The mystic Gurdjieff was a dab hand with symbolism, it being part of the stock in trade of guru types to speak in riddles. He even had a symbol for how to communicate with symbols, using the metaphor ‘bury the dog’ to get across that the meaning of the symbol should be obscured. And even the ‘dog’ itself some say is a symbol, representing the role of Sirius (the Dog Star) in his teachings.

Point being, do what you can to make the meaning of your symbols indirect. Besides, you can do little but that. Once an image is loosed upon the screen, the person who placed it there loses control over what happens to it. Different audience members will respond in different ways. A rhubarb plant has one meaning to an audience who’ve grown up eating the stuff in crumbles. Quite another meaning in India, where a plant resembling rhubarb has poisonous stalks but edible leaves.

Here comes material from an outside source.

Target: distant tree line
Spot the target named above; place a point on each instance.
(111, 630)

My A level English teacher, quite the feminist, was fascinated by a passage in Tess of the D’Urbervilles (or Baskervilles, as we insisted). In it, Tess skims milk, and Hardy draws attention to the sensuality of the experience. The English teacher was convinced that the device Tess used for skimming was phallic. The way I figured, it had to be something more like a tennis racket, since it’s a job you need something with surface area for. I was left baffled, and curious about what sort of penises the English teacher had encountered if she reckoned the skimmer was a phallic symbol.

Symbols are chocolates in a box. Pebbles on a beach. Plasticine waiting to be turned into a Wallace, a Gromit. And the better they are, the more they resist being pinned down to precise meanings.